Introduction: Preparing for Christmas

           On Thanksgiving evening, hundreds of thousands of Kansas Citians make their way to one of the city’s historic shopping districts, the Country Club Plaza. They come to watch as the switch is thrown on the 280,000 colored lights that adorn the buildings.  This event has been a Kansas City tradition for over eighty years. When I was growing up, it marked the official beginning of the Christmas season.

            Today, radio stations and shopping centers begin playing Christmas music weeks before Thanksgiving. Halloween now seems to be the unofficial beginning of the Christmas season! Yet, somehow, though we’ve extended the season of Christmas, we have moved further and further from the meaning of Christmas.

           Christmas today seems like an orgy of overindulgence. Many Americans go into debt to make sure their children have “enough” under the tree at Christmas and then watch as their kids become weary after opening so many presents. We find ourselves with a “Christmas hangover” when the credit card bills arrive. Somehow we miss out on the true message and joy of Christmas.
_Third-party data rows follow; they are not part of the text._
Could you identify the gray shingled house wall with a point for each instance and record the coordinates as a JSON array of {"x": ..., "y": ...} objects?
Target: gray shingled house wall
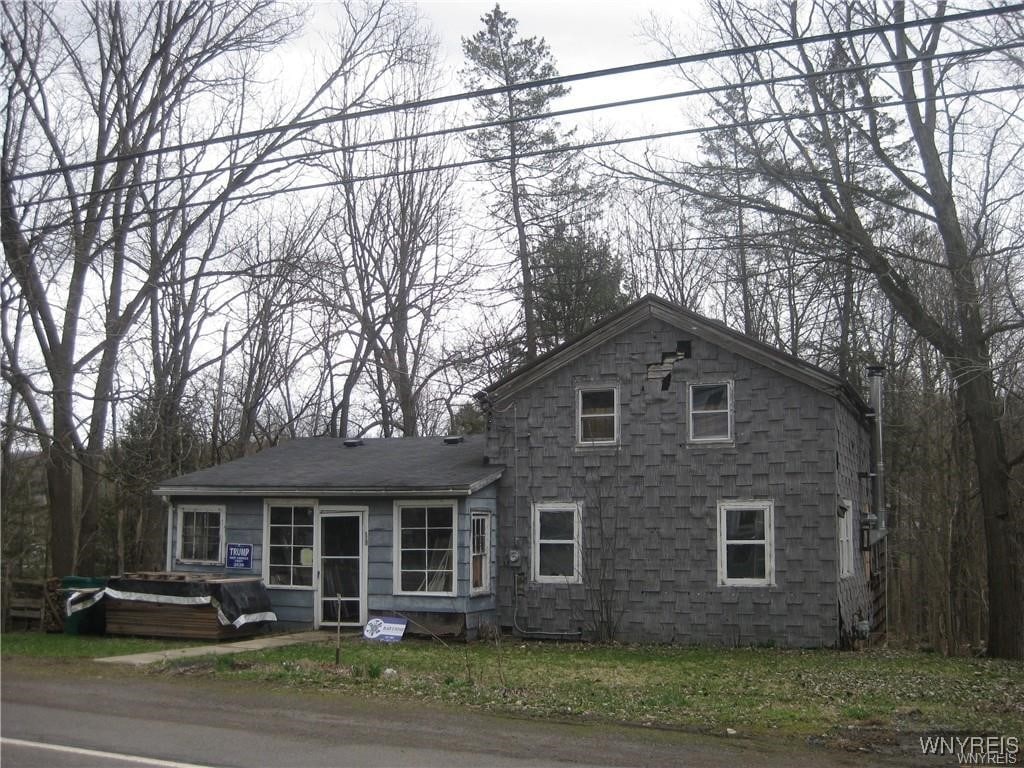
[{"x": 649, "y": 503}]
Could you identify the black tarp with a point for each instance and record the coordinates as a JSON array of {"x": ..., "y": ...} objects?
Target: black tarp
[{"x": 239, "y": 601}]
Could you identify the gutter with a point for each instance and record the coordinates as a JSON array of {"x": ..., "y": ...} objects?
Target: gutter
[{"x": 306, "y": 491}]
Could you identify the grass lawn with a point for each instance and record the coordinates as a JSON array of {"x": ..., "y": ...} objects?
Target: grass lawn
[
  {"x": 47, "y": 645},
  {"x": 752, "y": 690}
]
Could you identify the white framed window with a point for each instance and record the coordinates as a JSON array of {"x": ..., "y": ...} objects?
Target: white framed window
[
  {"x": 597, "y": 416},
  {"x": 425, "y": 548},
  {"x": 479, "y": 558},
  {"x": 844, "y": 525},
  {"x": 745, "y": 543},
  {"x": 201, "y": 534},
  {"x": 710, "y": 411},
  {"x": 289, "y": 556},
  {"x": 556, "y": 543}
]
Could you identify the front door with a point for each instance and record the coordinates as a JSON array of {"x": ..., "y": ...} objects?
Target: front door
[{"x": 340, "y": 589}]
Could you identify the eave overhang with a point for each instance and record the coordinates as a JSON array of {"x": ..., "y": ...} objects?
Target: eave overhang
[{"x": 292, "y": 492}]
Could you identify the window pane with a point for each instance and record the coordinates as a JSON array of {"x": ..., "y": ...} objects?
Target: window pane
[
  {"x": 711, "y": 425},
  {"x": 414, "y": 517},
  {"x": 710, "y": 397},
  {"x": 415, "y": 581},
  {"x": 439, "y": 558},
  {"x": 302, "y": 577},
  {"x": 556, "y": 560},
  {"x": 439, "y": 518},
  {"x": 477, "y": 567},
  {"x": 439, "y": 581},
  {"x": 479, "y": 535},
  {"x": 416, "y": 560},
  {"x": 280, "y": 535},
  {"x": 597, "y": 401},
  {"x": 597, "y": 428},
  {"x": 213, "y": 546},
  {"x": 425, "y": 558},
  {"x": 341, "y": 536},
  {"x": 745, "y": 524},
  {"x": 414, "y": 539},
  {"x": 744, "y": 560},
  {"x": 557, "y": 524},
  {"x": 439, "y": 539},
  {"x": 281, "y": 515}
]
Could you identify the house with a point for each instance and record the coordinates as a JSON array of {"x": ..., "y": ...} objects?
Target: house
[
  {"x": 339, "y": 529},
  {"x": 660, "y": 478}
]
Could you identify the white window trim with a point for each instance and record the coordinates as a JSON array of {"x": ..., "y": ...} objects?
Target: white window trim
[
  {"x": 207, "y": 508},
  {"x": 689, "y": 412},
  {"x": 768, "y": 507},
  {"x": 485, "y": 516},
  {"x": 396, "y": 545},
  {"x": 577, "y": 510},
  {"x": 615, "y": 420},
  {"x": 265, "y": 570},
  {"x": 845, "y": 527}
]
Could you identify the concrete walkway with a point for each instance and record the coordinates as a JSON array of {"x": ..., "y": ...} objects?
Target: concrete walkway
[{"x": 256, "y": 643}]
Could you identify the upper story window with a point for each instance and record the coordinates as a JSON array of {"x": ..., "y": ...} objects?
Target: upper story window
[
  {"x": 598, "y": 416},
  {"x": 201, "y": 534},
  {"x": 711, "y": 412},
  {"x": 745, "y": 544}
]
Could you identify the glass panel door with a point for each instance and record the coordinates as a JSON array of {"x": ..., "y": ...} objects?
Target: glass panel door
[{"x": 341, "y": 547}]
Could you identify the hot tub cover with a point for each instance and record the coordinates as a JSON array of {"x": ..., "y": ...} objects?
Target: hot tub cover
[{"x": 239, "y": 601}]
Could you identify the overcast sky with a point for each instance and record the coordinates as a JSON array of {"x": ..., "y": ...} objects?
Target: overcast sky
[{"x": 583, "y": 36}]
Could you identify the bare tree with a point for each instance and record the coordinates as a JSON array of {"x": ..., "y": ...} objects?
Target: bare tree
[
  {"x": 396, "y": 247},
  {"x": 93, "y": 97},
  {"x": 933, "y": 151}
]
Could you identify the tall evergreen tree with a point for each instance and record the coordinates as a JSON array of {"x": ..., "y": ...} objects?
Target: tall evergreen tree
[
  {"x": 528, "y": 179},
  {"x": 579, "y": 283}
]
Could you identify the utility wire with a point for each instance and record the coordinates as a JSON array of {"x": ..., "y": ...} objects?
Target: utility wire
[
  {"x": 306, "y": 125},
  {"x": 698, "y": 130},
  {"x": 702, "y": 91}
]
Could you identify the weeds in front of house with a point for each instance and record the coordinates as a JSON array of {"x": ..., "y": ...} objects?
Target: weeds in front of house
[{"x": 751, "y": 690}]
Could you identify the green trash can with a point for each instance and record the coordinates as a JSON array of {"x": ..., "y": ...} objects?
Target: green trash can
[{"x": 91, "y": 621}]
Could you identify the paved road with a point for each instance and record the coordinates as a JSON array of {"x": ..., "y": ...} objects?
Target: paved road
[{"x": 94, "y": 715}]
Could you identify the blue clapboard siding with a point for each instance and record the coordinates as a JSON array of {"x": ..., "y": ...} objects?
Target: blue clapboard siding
[
  {"x": 650, "y": 503},
  {"x": 244, "y": 524}
]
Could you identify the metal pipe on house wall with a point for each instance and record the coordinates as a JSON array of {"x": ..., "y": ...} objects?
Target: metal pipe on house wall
[{"x": 877, "y": 375}]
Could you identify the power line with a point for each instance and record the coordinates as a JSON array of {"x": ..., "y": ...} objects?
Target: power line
[
  {"x": 698, "y": 130},
  {"x": 706, "y": 90},
  {"x": 306, "y": 125}
]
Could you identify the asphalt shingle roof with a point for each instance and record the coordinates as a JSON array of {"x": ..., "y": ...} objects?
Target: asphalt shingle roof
[{"x": 379, "y": 466}]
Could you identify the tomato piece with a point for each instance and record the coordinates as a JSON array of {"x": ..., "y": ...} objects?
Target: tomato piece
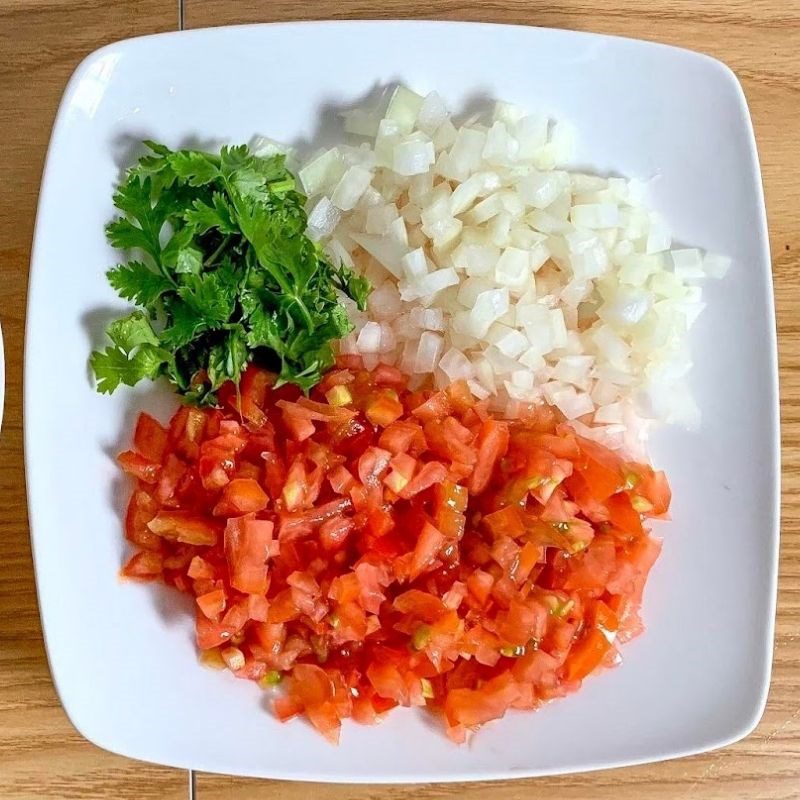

           This is why now, more than ever, Advent matters. Advent is the way the church prepares for Christmas. Since sometime in the late fifth or early sixth century, this season has been a time to recall the meaning of Christmas. The word Advent is from the Latin adventus, and it means “coming.” Christians use this opportunity both to recall Jesus’ coming to the earth as a babe in Bethlehem and to prepare themselves for his promised return to earth. The Advent season begins four Sundays before Christmas Day, so it lasts from twenty-two to twenty-eight days, depending upon the day when Christmas falls.

           In a world where so much focus at Christmas is placed on gift giving, card sending, and party attending, the season of Advent itself is a precious gift. Its purpose is to help us remember the story of a peasant girl who gave birth in a stable to a child whose life, death, and resurrection would change the world.

           For two thousand years the story of Christmas has been told and retold, preached and sung about. It has been represented by the titans of art and by the purveyors of mass-produced lawn figures. We celebrate it every year with Christmas tree and lights, gifts and cards, carols and hymns.

           Even if you did not go to church growing up, you’re probably familiar with the story. You know the locale-a manger in Bethlehem. You know the cast of characters-Mary and Joseph, the angels and shepherds, the wise men and King Herod. You may know the plot details-the census, the long journey, the overcrowded inn.

           And yet, as is often the case, the story’s very familiarity may keep us from fully grasping its riches. We think, “Well, yes, I know that story,” as its depth and nuance escape us.

           There is much more to the Christmas story than meets the eye. There are details we may have missed entirely. And there are certainly a few placed where the picture you have in your mind’s eye us actually wrong!

           In this book I’ve written four weeks of daily devotions so that, during the longest Advent, you will have a reading for every day of the season. In a shorter Advent season you can double up on a couple of these readings or continue for a few days after Christmas. Each week of devotions begins with a brief introduction. I am confident that you will discover as I did that this true story never ceases to amaze.

           I invite you to take this journey with me, walking the road to Bethlehem from the peasant village of Nazareth to the little town of Bethlehem. We’ll talk together about Mary, Joseph, Elizabeth and Zachariah, the shepherds, and the wise men, always trying to understand the significance of the child whose birth brought them all together. My hope and prayer is that you come to see this familiar story in a new way and that its message might change you, as it has changed countless others in the years since that holy night so long ago.